COCHRAN: Write that down. (laughter) We might bring her back or we might not. We just don’t know yet.
With that actress signing for the L Word if she was originally intended to be a villainess this season?
COCHRAN: No we hadn’t planned but, you know, well honestly we just don’t plan that kind of thing out very far ahead.
Is the future of 24 Hours combined with Jack Bauer’s presence or could you imagine a 24 hours without him?
SURNOW: I think the format would work without Jack. I just don’t think it would be as good. Clearly, there’s something to be said about doing a suspense story in 24 hours, that you could conceivably do that with a lot of people. But I don’t think there are many actors who create as much tension just by his very presence, as Kiefer. And that’s the collaboration that sort of works so wonderfully for us. So, who’s to say what the future holds? But we’re both happy with each other, Kiefer and us. And we plan on continuing together.
How much debate between you goes when you decide to kill off one of your central characters?

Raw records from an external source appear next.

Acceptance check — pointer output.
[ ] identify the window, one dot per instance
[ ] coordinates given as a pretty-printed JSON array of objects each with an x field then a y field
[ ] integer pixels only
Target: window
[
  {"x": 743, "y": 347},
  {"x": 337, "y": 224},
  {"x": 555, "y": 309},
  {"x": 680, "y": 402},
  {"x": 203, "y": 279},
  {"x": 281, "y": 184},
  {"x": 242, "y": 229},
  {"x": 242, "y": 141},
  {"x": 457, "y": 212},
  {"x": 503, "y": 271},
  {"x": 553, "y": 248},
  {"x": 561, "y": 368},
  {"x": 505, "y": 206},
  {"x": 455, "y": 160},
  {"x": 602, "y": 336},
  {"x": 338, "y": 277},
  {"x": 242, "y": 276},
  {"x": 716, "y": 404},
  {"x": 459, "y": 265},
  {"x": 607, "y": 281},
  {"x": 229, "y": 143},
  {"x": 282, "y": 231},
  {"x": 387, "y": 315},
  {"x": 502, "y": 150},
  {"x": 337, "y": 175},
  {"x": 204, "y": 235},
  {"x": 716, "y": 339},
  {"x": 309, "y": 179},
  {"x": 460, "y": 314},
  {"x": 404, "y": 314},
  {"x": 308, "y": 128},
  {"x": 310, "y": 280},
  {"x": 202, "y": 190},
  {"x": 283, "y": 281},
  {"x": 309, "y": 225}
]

COCHRAN: We think about it a lot, you know, talk about it back and forth. And we don’t have any rules about it. If we think-unfortunately we find, that over the last three seasons, to have an impact, the character you kill has to have made an impression. We find ourselves killing our best characters, in a sense. Because to kill a character nobody cares about has no impact. I don’t want to call it a trap but that’s something that we end up doing sometimes. Killing characters that we really, really like. For instance, the character of George Mason, who we started out as a minor character in the pilot. We brought him back, started to really, really like him. And by year two, we love the character and of course, he’s a terrific actor, but that’s what gave us the notion of having him be the one who is exposed to the radiation. Because we loved him as an actor and so we knew we’d miss him. Those are the only kinds of guys you can kill off that have any impact. If you kill somebody off that nobody cares about, then nobody cares.
GORDON: It’s becoming a badge of honor, how you exit the series.
COCHRAN: Yeah. (laughs)
How do write the news to the minute and what stage do you have to tell them?
COCHRAN: Well, we tell them before the script goes out.
GORDON: Didn’t we mess up once? I think it happened…
SURNOW: I did.
GORDON: Oh, Joel did.
SURNOW: Yeah. I thought Xander, who played George Mason, had already known that his character was dying and I said something to him, “Yeah, I mean, it’s really a great scene where you go down with the plane.” And he goes, “What scene?” (laughter) “What plane?” “Call my agent.”
Can you comment on why you think Kiefer is so good as Jack?
COCHRAN: For me part of it is you know, again I don’t know why exactly but he projects a sort of darkness in his persona. A torturedness or a guy with demons haunting him. And for that reason, I think he’s been cast as a villain many times. And that seems to be his natural, it seemed before this to be his natural sort of place and he has played many villains. If you take a guy who projects that and make him heroic you get a built in tension between some of the darkness that seems to be under the surface and the noble things he’s doing. And I think Kiefer just plays that to perfection. I think that really helps give the character an edge that most actors can’t achieve.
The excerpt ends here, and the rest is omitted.